Alors l’homme grimpe, il tente de grimper, mais ici le mouvement est inversé. Ce n’est pas nous qui avons conçu un idéal spirituel et lui avons donné un nom et une matière, un visage. C’est lui qui est descendu, le verbe s’est fait chair. C’est une entrée dans l’histoire, dans un corps, dans une famille, dans une culture précise, à un moment précis. Isaac de l’Etoile, qui est un moine cistercien du XIIe siècle, dit que par cette descente de Dieu, nous ne sommes plus seulement des créatures qui cherchent Dieu, nous sommes devenus des membres de son corps, son corps divin. Donc nous sommes devenus des fils adoptifs, capables de dire Abba, c’est-à-dire père avec la même voix que le fils.
Ce greffon d’amour divin dont parle l’évangile, c’est une réalité ontologique, quelque chose de la nature divine a été introduit en nous.

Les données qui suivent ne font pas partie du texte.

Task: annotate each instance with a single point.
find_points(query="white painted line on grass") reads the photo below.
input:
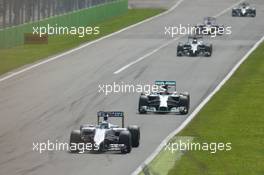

Mais alors, pourquoi ce commandement si beau, ce commandement de l’amour, cette initiative si extraordinaire, trouve-t-elle si souvent une porte fermée ? La question est honnête et mérite qu’on la regarde en face. Il y a des barrières qui ne sont pas des mauvaises volontés, mais qui sont des blessures, des héritages, des confusions.
Certains portent encore, sans s’en rendre compte, une vision de Dieu empruntée à une autre tradition. Le Dieu juge, le Dieu karma, la force impersonnelle du cosmos, les énergies spirituelles qu’on canalise, la réincarnation, etc. Ces représentations ne disparaissent pas d’un coup au moment du baptême ou de la conversion, elles coexistent, elles brouillent, elles empêchent de recevoir un amour personnel parce qu’on n’a pas encore vraiment rencontré une personne.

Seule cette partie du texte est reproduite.